Assistenzialismo allo stato puro

Che non sia facile attribuire colpe è testimoniato pure da un’altra evidenza: il petrolio, da queste parti, viene fuori anche se nessuno lo cerca.

Ne ho la prova in un canyon di Tramutola: da una sorgente, a poca distanza da un parco acquatico che sfrutta le acque sulfuree del sottosuolo, sgorga l’oro nero di Lucania, viscido e oleoso. Forma una sorta di ruscello nerastro e va poi a riversarsi in un torrente, il rio Cavolo. In qualche punto si addensa e si formano delle bollicine di metano, mentre l’acqua sulfurea gli scorre addosso e scende a grande velocità verso il rio, lasciando per strada molte impurità.

Mi dicono che è proprio da questa sorgente che nel 1878 fu riempita l’ampolla da portare all’Expo di Parigi ed è difficile credere che sia ancora viva in qualcuno la convinzione che, come per l’acqua della Madonna sul Sacro Monte, il composto che rigurgita dalle viscere di Tramutola abbia effetti curativi.

Proseguendo oltre, si incontrano le vestigia dell’“eldorado nero” della seconda metà degli anni trenta, come fu definito dagli amministratori dell’epoca. Si tratta di 47 pozzi svuotati e abbandonati, una sorta di avvertimento per quello che potrà accadere in futuro alle estrazioni di oggi.

Oggi il miraggio petrolifero si è spostato di poco, dalle gole di questo paesino lucano all’altro capo della valle.
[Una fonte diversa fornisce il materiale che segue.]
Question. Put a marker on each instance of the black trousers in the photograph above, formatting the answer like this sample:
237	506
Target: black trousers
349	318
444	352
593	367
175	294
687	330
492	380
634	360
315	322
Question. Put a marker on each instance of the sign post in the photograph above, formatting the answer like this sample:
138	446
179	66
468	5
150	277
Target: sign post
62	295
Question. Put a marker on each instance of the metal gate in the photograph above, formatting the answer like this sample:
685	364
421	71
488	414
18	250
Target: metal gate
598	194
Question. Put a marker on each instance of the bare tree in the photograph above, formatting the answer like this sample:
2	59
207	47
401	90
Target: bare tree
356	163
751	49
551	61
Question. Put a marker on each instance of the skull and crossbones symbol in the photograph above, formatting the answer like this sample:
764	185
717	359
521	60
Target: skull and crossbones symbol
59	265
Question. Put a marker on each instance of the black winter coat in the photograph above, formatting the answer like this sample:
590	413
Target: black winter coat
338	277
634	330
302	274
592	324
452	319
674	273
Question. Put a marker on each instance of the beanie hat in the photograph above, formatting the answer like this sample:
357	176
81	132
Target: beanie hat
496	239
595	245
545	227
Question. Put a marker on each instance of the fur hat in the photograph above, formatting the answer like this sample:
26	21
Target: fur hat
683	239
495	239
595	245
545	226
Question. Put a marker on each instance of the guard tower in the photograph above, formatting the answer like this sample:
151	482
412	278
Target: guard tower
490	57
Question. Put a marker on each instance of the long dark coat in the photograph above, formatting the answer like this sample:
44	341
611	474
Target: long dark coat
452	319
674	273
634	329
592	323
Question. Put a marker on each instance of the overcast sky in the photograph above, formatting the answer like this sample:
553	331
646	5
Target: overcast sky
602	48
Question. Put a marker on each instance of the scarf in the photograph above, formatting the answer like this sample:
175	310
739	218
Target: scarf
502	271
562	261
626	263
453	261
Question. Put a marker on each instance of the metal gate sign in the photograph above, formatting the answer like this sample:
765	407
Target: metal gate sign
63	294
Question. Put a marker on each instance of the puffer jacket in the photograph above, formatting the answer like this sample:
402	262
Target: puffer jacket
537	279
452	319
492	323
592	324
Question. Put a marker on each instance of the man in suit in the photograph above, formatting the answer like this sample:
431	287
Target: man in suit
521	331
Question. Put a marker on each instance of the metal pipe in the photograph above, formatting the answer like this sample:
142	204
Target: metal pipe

Ha conquistato politici e gente comune, lasciando credere che insieme alle jeep e alle trivelle sarebbero arrivati soldi, benessere e lavoro per tutti.

L’Eni fornisce qualche numero: 2.881 impiegati in Basilicata, di cui 348 direttamente (tra questi 206 lucani) e 2.553 (1.077 del luogo) nelle aziende dell’indotto o “nella catena di fornitura di beni e servizi”. Davide Bubbico, sociologo all’università di Salerno e autore del dossier per la Cgil, puntualizza: “Si tratta in gran parte di attività a basso valore aggiunto”.

In buona sostanza, per i giovani del posto che non emigrano il petrolio rimane un miraggio: si accontentano di mansioni poco qualificate, stipendi bassi e, almeno nella metà dei casi, di contratti a tempo determinato (spesso legati alla manutenzione degli impianti o a esigenze particolari), mentre le vecchie arpe ereditate da genitori e nonni rimangono gelosamente sigillate in casa come pezzi d’antiquariato, senza che nessuno di loro sappia però più utilizzarle.

“Sono tutti lavoretti per far stare tranquilla la popolazione, i giovani sono impiegati solo per pochi mesi, si tratta di assistenzialismo allo stato puro”, chiosa il professore di Grumento Nova, che azzarda un paragone con l’araba fenice, “che vi sia ciascun lo dice, dove sia nessun lo sa”. Per l’anonimo erudito magno-greco “l’Eni ha portato un’illusione di tipo foscoliano”: “Si tratta di una speranza che non arriva mai”, dice, anche se nessuno da queste parti vuole rinunciare a crederci.